Los Angeles Premises Liability Attorney

40+ Years of Experience Fighting for You

In the state of California, all property owners are required to maintain a reasonably safe environment for their visitors—including residential and commercial property owners alike. If you were injured on someone else’s property, you may have the right to seek compensation. With the help of a Los Angeles premises liability lawyer from Biren Law Group, you can fight to hold the negligent party accountable through a premises liability claim.

Millions Recovered in CA Premises Liability Cases

Our attorneys at Biren Law Group have successfully handled numerous premises liability cases throughout the Los Angeles area, including:

  • Williams v. Doe Water Park: we represented the family of a young girl who drowned at a wave pool in a water park. They recovered $1.5 million in damages.
  • Doe v. Roe Manufacturing Co: we represented a man who suffered brain damage as a result of an argon gas leak. The case was settled for $2 million.
  • Harwood v. Custom Foods: we represented a man who suffered a brain injury while opening his truck doors on a public street. He recovered $2 million.
  • Curry v. Hayward McGuire: we represented a woman who suffered serious burns while trapped in her apartment. She recovered $1 million in damages.

Contact our Los Angeles premises liability attorneys at Biren Law Group today by calling (310) 896-4345 or contacting us online for a free consultation.

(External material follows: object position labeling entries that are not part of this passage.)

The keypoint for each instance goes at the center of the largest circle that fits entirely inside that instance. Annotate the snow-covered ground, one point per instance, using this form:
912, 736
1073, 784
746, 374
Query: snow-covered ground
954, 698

Types of Premises Liability Claims in California

Premises liability is a legal concept that applies to a wide range of circumstances. From dog bites to slip and fall accidents, there are countless ways that you could be injured when a negligent or careless property owner fails to uphold their duty of care.

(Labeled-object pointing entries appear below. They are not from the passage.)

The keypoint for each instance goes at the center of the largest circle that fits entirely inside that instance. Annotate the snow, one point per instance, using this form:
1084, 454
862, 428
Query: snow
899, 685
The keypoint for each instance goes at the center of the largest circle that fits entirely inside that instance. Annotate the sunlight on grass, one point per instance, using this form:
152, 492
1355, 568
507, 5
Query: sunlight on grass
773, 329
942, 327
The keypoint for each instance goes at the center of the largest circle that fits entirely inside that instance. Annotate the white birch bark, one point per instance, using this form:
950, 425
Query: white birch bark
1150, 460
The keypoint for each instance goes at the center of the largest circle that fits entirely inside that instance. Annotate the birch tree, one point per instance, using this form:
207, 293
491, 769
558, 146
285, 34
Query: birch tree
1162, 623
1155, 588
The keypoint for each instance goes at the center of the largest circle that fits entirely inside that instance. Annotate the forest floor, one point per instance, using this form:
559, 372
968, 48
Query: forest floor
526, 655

Some of the most common types of premises liability claims include: 

If you were injured under any of these circumstances, you may have grounds to file a premises liability claim.

Your Rights As A Property Visitor in California

Not everyone who visits a property is entitled to the same level of care from the owner or manager and what category you fit into you can greatly impact your premises liability case.

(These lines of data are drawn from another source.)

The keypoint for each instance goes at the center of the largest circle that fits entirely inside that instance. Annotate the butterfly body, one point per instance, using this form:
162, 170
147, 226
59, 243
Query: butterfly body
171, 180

The three types of visitors under California law are:

  • Invitees - These visitors have the expressed or implied permission of the owner to be on the premises. This can include friends, family, and neighbors for residential properties, and customers or patrons on commercial properties. Invitees are owed the highest level of care from a property owner.
  • Licensees - These are visitors who have entered the property for their own purpose, but still have the implied or actual consent of the owner. A licensee can be someone delivering a package or a looking to sell a product or service. These visitors are still owed a basic duty of care from the owner, especially if the hazard is not something they would be aware of.
  • Trespassers - These types visitors have no legal right to be on the property and may even be expressly forbidden from entering by signs. However, a property owner cannot intentionally create a hazard that may injure a trespasser, or attempt to lure a trespasser onto their property where they are injured.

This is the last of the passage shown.